Ethan Stoller is an American composer, music editor and producer from Chicago, Illinois.

Stoller's first film score was for the independently produced Roadrunner (dir. Christopher Blasingame) in 2001. Stoller has composed three film scores: Red Hook Justice (dir. Meema Spadola) aired on PBS; Loving & Cheating (dir. Thom Powers) premiered on Cinemax; License to Play (dir. Ann Rose) and "Julie and the Clown" (dir. Stephanie Sellars) were independent films on the festival circuit.

In 2006, he produced the track "BKAB" which appeared in the film V for Vendetta.
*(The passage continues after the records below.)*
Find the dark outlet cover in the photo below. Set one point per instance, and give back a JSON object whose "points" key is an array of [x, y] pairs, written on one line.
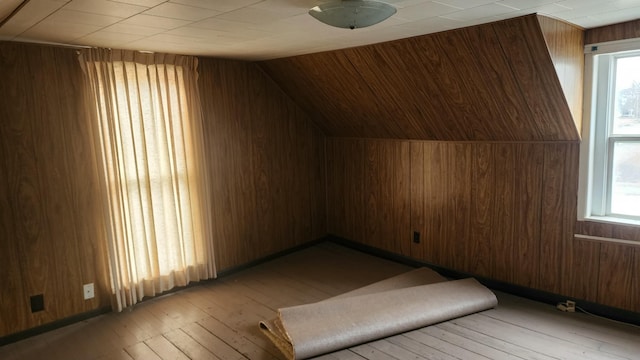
{"points": [[37, 303]]}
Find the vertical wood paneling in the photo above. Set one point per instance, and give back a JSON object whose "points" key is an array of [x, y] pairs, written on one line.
{"points": [[615, 287], [435, 199], [631, 233], [487, 82], [480, 247], [345, 188], [558, 213], [318, 185], [387, 216], [446, 202], [523, 43], [264, 152], [621, 31], [527, 188], [503, 221], [228, 135], [418, 207], [52, 223], [585, 270], [566, 47]]}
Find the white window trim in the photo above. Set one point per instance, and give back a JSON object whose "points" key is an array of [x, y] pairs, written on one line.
{"points": [[587, 152]]}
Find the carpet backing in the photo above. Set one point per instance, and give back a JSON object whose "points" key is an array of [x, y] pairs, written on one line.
{"points": [[402, 303]]}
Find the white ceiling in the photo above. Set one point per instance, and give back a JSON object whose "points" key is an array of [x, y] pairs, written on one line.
{"points": [[266, 29]]}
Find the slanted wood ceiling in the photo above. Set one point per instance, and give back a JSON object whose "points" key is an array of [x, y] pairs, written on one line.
{"points": [[513, 80]]}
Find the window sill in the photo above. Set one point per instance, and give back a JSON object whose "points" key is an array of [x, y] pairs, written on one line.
{"points": [[612, 220]]}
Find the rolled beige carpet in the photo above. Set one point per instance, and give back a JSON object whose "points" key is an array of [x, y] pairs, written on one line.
{"points": [[406, 302]]}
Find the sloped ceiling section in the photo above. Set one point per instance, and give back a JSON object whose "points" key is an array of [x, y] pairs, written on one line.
{"points": [[492, 82]]}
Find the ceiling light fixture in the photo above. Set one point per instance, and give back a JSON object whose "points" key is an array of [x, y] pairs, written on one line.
{"points": [[351, 14]]}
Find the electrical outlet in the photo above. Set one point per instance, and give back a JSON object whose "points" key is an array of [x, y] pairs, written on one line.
{"points": [[88, 291], [567, 306]]}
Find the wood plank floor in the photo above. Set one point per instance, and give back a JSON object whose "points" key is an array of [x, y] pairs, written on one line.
{"points": [[218, 320]]}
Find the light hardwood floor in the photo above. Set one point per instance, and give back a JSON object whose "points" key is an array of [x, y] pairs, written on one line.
{"points": [[218, 320]]}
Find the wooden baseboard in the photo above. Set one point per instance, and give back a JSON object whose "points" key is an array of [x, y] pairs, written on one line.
{"points": [[597, 309], [11, 338]]}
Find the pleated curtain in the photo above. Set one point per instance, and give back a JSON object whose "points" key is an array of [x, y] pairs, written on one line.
{"points": [[149, 136]]}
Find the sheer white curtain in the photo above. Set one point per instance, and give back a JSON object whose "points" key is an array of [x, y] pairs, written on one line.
{"points": [[149, 136]]}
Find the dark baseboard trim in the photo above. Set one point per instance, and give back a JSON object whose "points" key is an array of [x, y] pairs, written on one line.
{"points": [[608, 312], [262, 260], [22, 335], [5, 340]]}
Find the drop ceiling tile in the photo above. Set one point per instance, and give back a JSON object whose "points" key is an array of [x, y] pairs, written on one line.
{"points": [[214, 33], [182, 12], [284, 7], [466, 4], [105, 7], [155, 21], [109, 39], [479, 12], [32, 13], [526, 4], [125, 28], [145, 3], [596, 9], [62, 32], [218, 5], [425, 10], [251, 15], [7, 7], [72, 16]]}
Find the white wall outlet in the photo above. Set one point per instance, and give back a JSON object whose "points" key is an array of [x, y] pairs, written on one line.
{"points": [[88, 291]]}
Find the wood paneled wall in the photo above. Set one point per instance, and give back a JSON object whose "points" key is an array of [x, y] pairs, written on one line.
{"points": [[504, 211], [267, 171], [622, 31], [492, 82], [267, 164], [51, 222], [565, 44]]}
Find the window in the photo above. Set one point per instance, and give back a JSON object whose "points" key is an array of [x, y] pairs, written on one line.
{"points": [[610, 163], [149, 138]]}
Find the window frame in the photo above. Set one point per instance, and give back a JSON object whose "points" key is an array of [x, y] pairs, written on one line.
{"points": [[596, 152]]}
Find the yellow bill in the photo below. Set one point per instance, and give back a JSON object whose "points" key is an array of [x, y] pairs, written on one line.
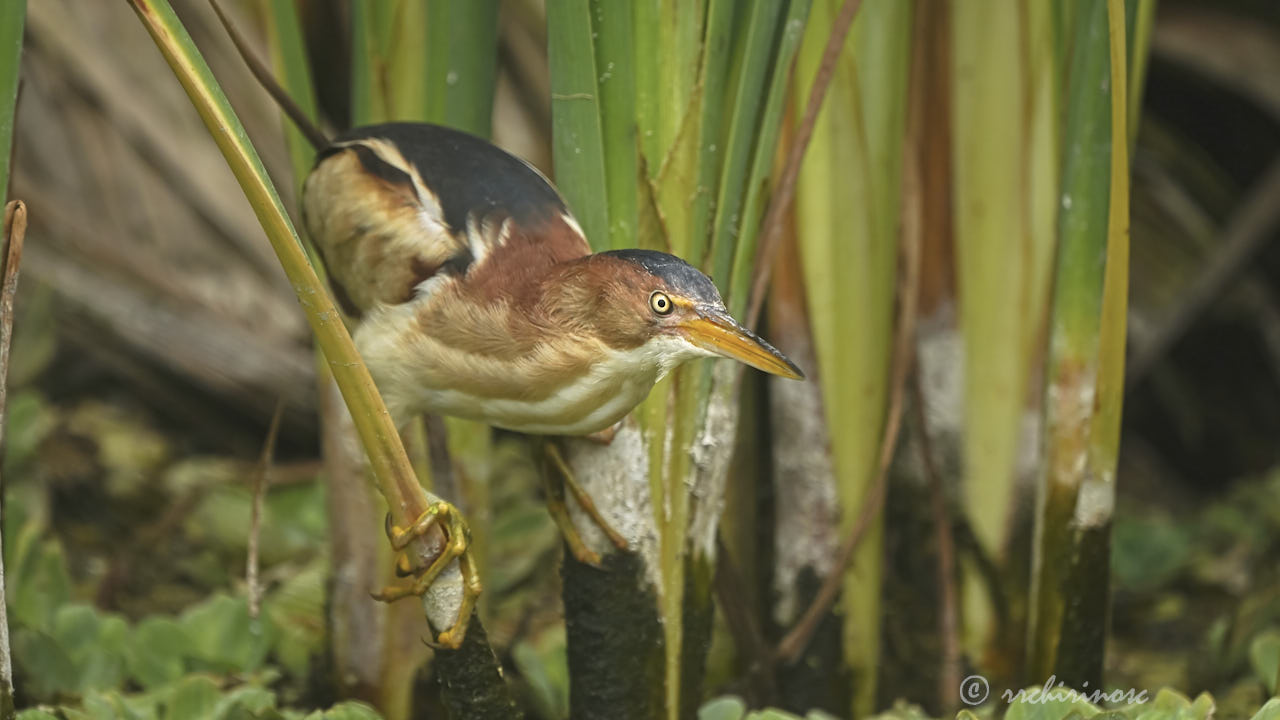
{"points": [[723, 336]]}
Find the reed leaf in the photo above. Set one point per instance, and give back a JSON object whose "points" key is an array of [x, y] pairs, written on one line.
{"points": [[387, 456], [461, 67], [1005, 155], [577, 139], [1077, 491]]}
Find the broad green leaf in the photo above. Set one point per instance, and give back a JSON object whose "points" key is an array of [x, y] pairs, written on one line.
{"points": [[1173, 705], [223, 636], [156, 651], [96, 645], [48, 668], [722, 709], [1265, 657]]}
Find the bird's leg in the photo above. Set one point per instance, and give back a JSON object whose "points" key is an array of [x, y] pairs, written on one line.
{"points": [[560, 477], [457, 545]]}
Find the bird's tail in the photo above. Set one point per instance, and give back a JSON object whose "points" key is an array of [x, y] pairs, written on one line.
{"points": [[264, 76]]}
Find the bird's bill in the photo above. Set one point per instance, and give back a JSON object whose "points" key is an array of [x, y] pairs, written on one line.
{"points": [[723, 336]]}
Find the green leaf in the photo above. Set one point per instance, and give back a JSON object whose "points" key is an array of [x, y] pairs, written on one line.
{"points": [[94, 642], [1148, 552], [722, 709], [577, 141], [39, 582], [30, 419], [462, 63], [1265, 659], [1173, 705], [13, 16], [1269, 711], [156, 651], [224, 637], [771, 714], [350, 710], [1055, 703], [193, 698], [544, 665], [48, 668], [296, 609]]}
The track featured the unusual mix of Indian beats and Hindi vocals (sampled from the Bollywood films Main Khiladi Tu Anari and Raja Hindustani), speech excerpts by Malcolm X and Gloria Steinem, and a heavy guitar riff. Stoller collaborated with the Wachowskis again in 2006, co-producing (with Kaotic Drumline's Jamie Poindexter) a cover version of The Alan Parsons Project's Sirius and other incidental music for the player introductions at Chicago Bulls home games that is currently used. He also worked with Lilly Wachowski composing the score for Showtime series Work in Progress.

Among the CDs he has produced are I Believe In You by Dynamite Ham—an eclectic tribute to songwriters Frank Loesser and Dr. Frank of The Mr T Experience; Arthi Meera, the self-titled debut of the Chicago singer-songwriter; the debut CD by The Kaotic Drumline; Cynthia Lin's "Doppelganger"; Jessica Fogle's "Du Bist Einen Fogle!"; and Xoe Wise's "Echo." He has also worked on recording projects with Mavis Staples, Kelly Hogan, Nora O'Connor, and Psalm One.
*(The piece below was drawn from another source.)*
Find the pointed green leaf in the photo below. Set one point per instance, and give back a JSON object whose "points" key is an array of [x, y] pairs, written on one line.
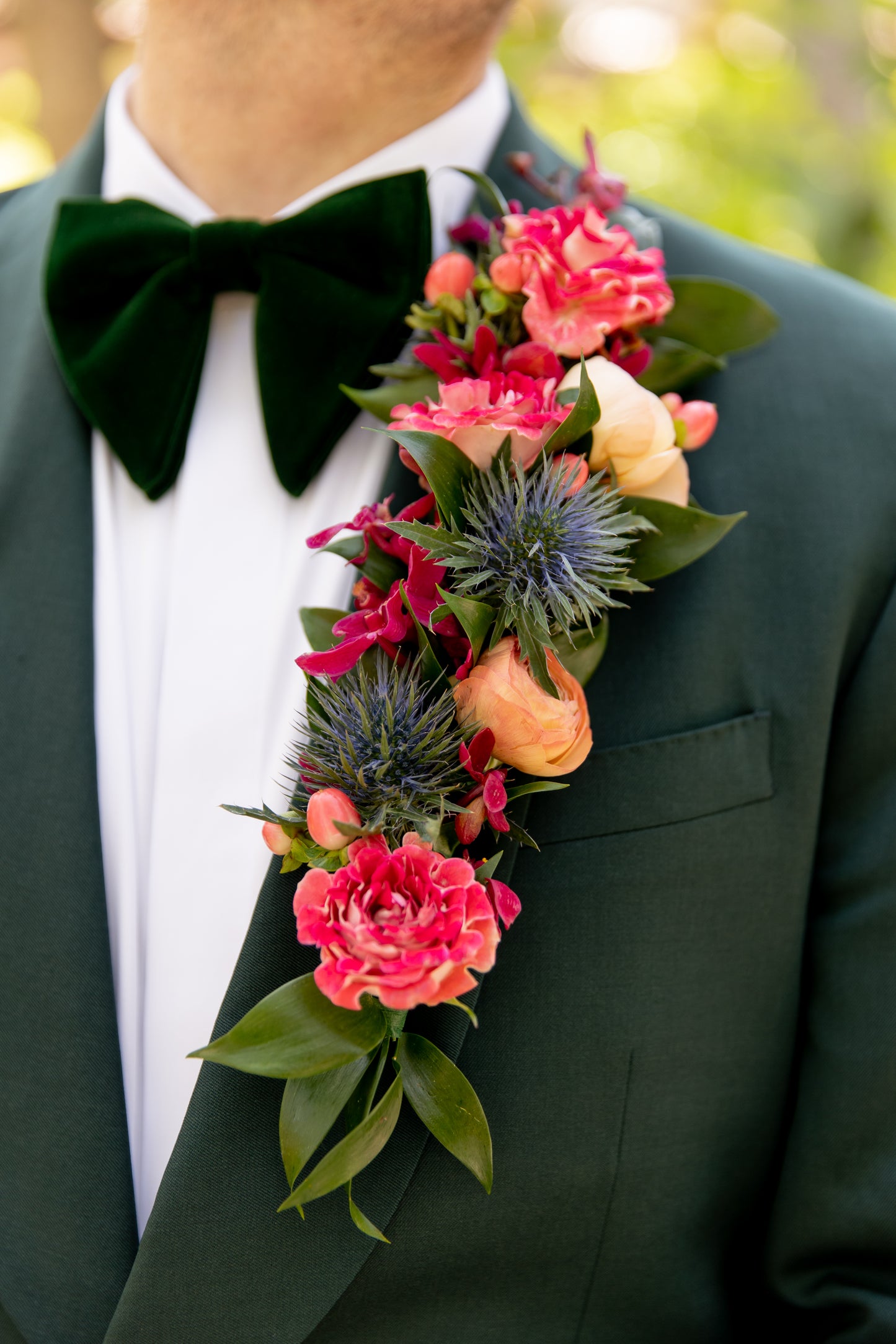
{"points": [[362, 1098], [309, 1109], [446, 1104], [406, 373], [536, 786], [683, 535], [362, 1221], [582, 654], [424, 534], [585, 416], [352, 1154], [474, 617], [488, 868], [296, 1033], [317, 623], [444, 465], [265, 814], [429, 664], [489, 190], [378, 567], [675, 365], [379, 401], [716, 316]]}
Stoller has contributed music to the DVD featurettes and promo materials of several major Hollywood films, including Speed Racer (film), The Spirit (film), Orphan, Whiteout (2009 film), Ninja Assassin, Sherlock Holmes (2009 film), Watchmen (film), Lethal Weapon, Beastly (film), Unknown (2011 film), Sherlock Holmes: A Game of Shadows, The Apparition, 42 (film), Non-Stop (film), and Jupiter Ascending.
He has also composed music for commercials and industrial films, including work for Human Rights Watch, Center for Community Justice, and Chicago's The Second City in addition to TV spots for Safeway and the Chicago Blackhawks with the Mayfair Workshop composers group.